Chapter 8: Summary and Conclusions

This paper has examined theoretical and empirical issues related to the statistical power of impact estimates under clustered RD designs that could be conducted in a school setting. The theoretical framework is grounded in the causal inference and HLM modeling literature, and the empirical work focused on group-based designs that are commonly used to test the effects of education interventions on student’s standardized test scores.

The main conclusion is that much larger samples are required under RD than RA designs to produce rigorous impact estimates. This occurs because the large RD design effects that have been found previously for nonclustered designs carry over to most multilevel clustered designs that are typically used in education research. This pattern holds for a wide range of score distributions and score cutoff values.

These findings have important implications for the viability of using RD designs for new evaluations in the education field, due to the high cost of recruiting study schools, implementing interventions, and collecting data.
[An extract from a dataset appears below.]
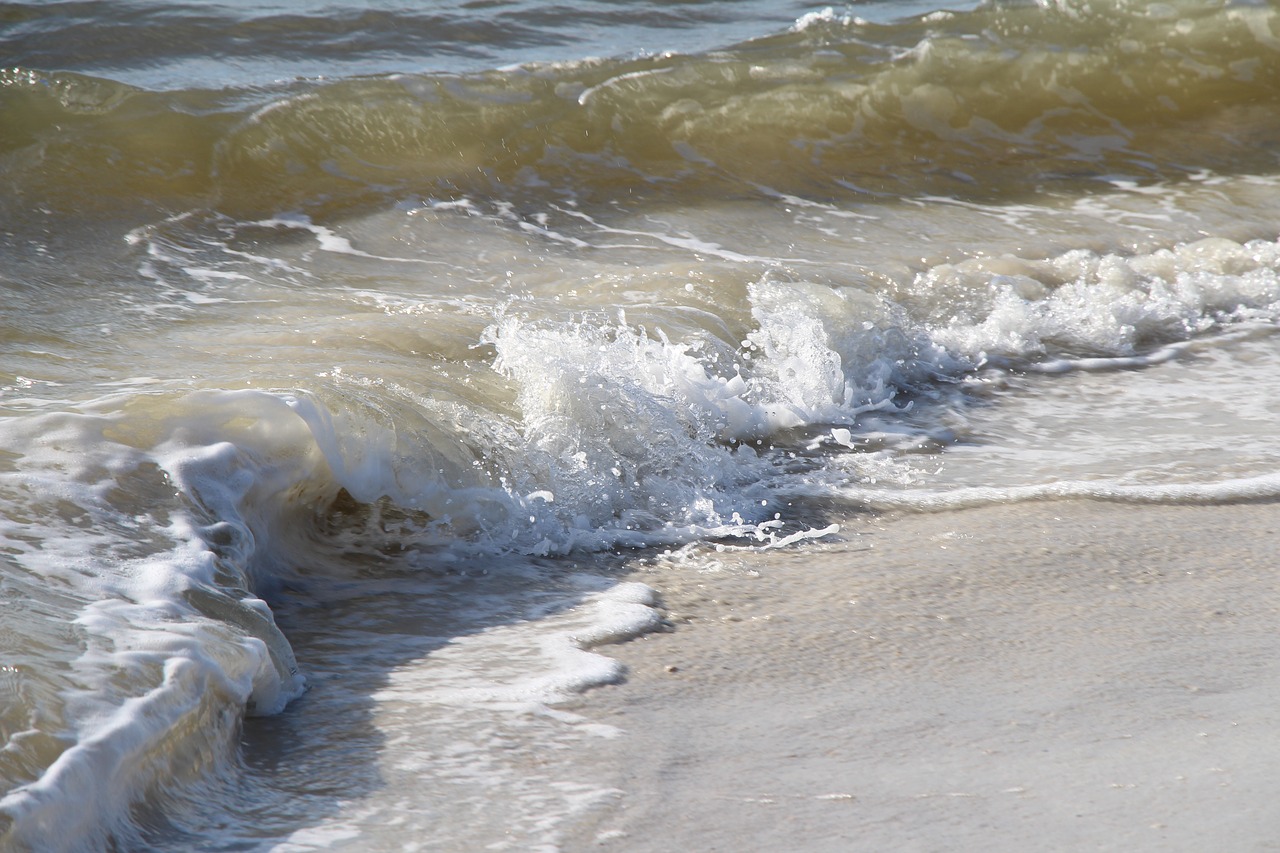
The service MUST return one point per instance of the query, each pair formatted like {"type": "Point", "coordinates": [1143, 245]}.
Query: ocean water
{"type": "Point", "coordinates": [353, 351]}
Based on resources that are typically devoted to large-scale impact studies by the U.S. Department of Education and other funders, the results suggest that RD designs where schools are assigned to treatment or control status are likely to be feasible only for interventions that can have relatively large effects—0.33 standard deviations or more. RD designs appear to be more viable for lessclustered designs where classrooms or students are assigned directly to a research condition.
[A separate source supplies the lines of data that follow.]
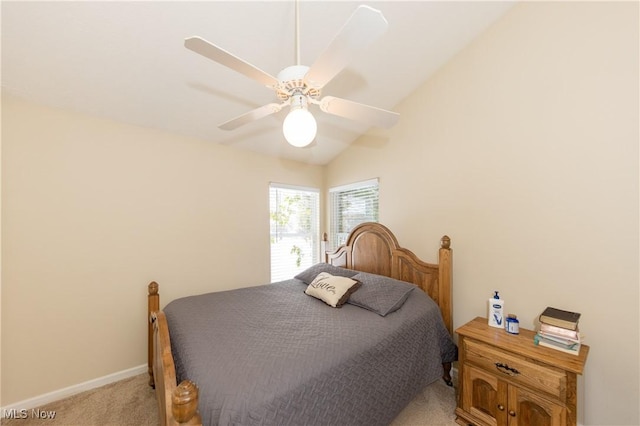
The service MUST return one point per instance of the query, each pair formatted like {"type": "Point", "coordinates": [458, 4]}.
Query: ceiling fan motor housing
{"type": "Point", "coordinates": [291, 82]}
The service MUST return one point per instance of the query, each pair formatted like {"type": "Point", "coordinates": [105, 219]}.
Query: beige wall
{"type": "Point", "coordinates": [524, 149]}
{"type": "Point", "coordinates": [92, 211]}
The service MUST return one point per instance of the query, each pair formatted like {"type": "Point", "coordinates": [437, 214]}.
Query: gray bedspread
{"type": "Point", "coordinates": [272, 355]}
A key finding is that clustered RD designs can yield impact findings with sufficient levels of precision only if detailed baseline data—and in particular, pre-intervention measures of the outcomes—are collected and used in the regression models to increase R2 values. Furthermore, RD designs will typically have sufficient power for detecting impacts at the pooled level only, but not for population subgroups; this problem is more severe for RD than RA designs.
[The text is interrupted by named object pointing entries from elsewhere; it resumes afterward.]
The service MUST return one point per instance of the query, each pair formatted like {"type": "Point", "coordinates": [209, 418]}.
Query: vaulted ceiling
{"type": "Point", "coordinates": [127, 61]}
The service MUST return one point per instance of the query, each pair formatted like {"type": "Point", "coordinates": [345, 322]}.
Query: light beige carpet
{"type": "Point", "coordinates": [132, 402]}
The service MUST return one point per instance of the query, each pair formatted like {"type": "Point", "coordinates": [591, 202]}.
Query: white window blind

In conclusion, although well-designed RD designs can yield unbiased impact estimates, they cannot necessarily be viewed as a substitute for experimental designs in the education field. School sample sizes typically need to be about three to four times larger under RD than RA designs to achieve impact estimates with the same levels of precision. Furthermore, RD designs yield impact findings that typically pertain to a narrower population (those with scores near the cutoff) than those from experiments (those with all scores), and rely on the validity of critical modeling assumptions that are not required under the RA design. The desirability of using RD designs will depend on the point of treatment assignment, the availability of pretest data, and key research questions.